Major international car rental companies this year have reported revenue growth and unveiled European services, including new tools designed to woo more corporate customers.
National Car Rental this month highlighted several new programs targeted to its international locations. "In the last year, we have made considerable investment in a series of initiatives that focus on driver safety and efficiency," Rebecca Madden, National's director of corporate marketing for Europe, the Middle East and Africa, said in a prepared statement.
One of those initiatives was the introduction of what National said was the first global electronic voucher program available for both corporate and leisure rentals in the car rental sector. It's one of several steps National has taken in speeding up the rental process, another of which is the expansion of its locker system in the United Kingdom. The lockers allow renters to skip the rental counter and get their car key and rental agreement in a locker accessible either by credit card swipe or a PIN number assigned at the time of booking. Following its trial run at Stansted Airport, National is expanding the program to other airports in the country, including Birmingham and Luton.
Some of National's international initiatives also have focused on safety. For example, National has added more countries to its international road safety information Web site, including Bulgaria, Lithuania and Jordan, bringing the list of countries it covers to more than 45.
Avis Europe Plc, Europe's largest car rental company, also rolled out a new Web site, and reported Internet reservations have increased to account for 31 percent of all reservations. In addition, the company recently announced expansion in Greece, Spain and Germany.
In its earnings report for the first half of 2007, Avis Europe said its revenues, excluding discontinued operations, were up 4.7 percent to E604 million. The company, however, reported a post-tax net loss of E12.8 million, with fleet and interest costs rising and rates down, largely from customers hiring vehicles on longer contracts.

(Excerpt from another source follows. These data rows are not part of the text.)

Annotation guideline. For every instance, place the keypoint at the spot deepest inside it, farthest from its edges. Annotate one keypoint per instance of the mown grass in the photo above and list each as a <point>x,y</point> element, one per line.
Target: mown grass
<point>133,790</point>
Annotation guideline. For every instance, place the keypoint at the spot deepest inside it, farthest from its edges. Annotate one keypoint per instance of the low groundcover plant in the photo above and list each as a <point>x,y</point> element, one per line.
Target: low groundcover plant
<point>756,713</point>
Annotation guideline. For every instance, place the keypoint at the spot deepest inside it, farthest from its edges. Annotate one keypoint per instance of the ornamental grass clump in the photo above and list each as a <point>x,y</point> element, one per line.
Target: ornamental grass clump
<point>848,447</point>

"Overall pricing was lower, but with some improvement since Easter, partially driven by revenue-management actions," according to Murray Hennessy, Avis Europe's group chief executive.
Pullach, Germany-based Sixt AG also reported revenue growth in the first half of 2007, up 10.1 percent to E649 million. Sixt credited increased international business volumes and contract extensions with major customers for a 12.3 percent increase in rental volume in the six-month period.
This year, Sixt has been pushing its growth in Eastern Europe. The company announced in July that it expanded its Eastern Europe office network to include offices in Belarus, bringing it to a total of 100 offices in 16 countries.
The Eastern Europe presence is based partly on the need to provide additional services for business travelers and corporate customers, according to Sixt. The company said the economic growth rate in the region is expected to be about 5 percent, increasing the demand for mobility services particularly as Eastern Europe-based companies, as well as international interest in the region, expand. By the end of the year, Sixt's fleet in Eastern Europe is expected to reach about 10,000 vehicles, according to the company.
Hertz Global Holdings did not break out international car rental revenues in its latest earnings report, but worldwide, revenues were up 7.5 percent during the second quarter of 2007 to a record $1.74 billion
(BTN, Sept. 10). This summer, Hertz announced that it was expanding the ability of its navigation system, NeverLost, which initially was launched in Europe in November 2005. Hertz said it was adding 1,500 units, bringing the total number of tools available to 4,000, available at more than 240 Hertz locations in 16 European countries.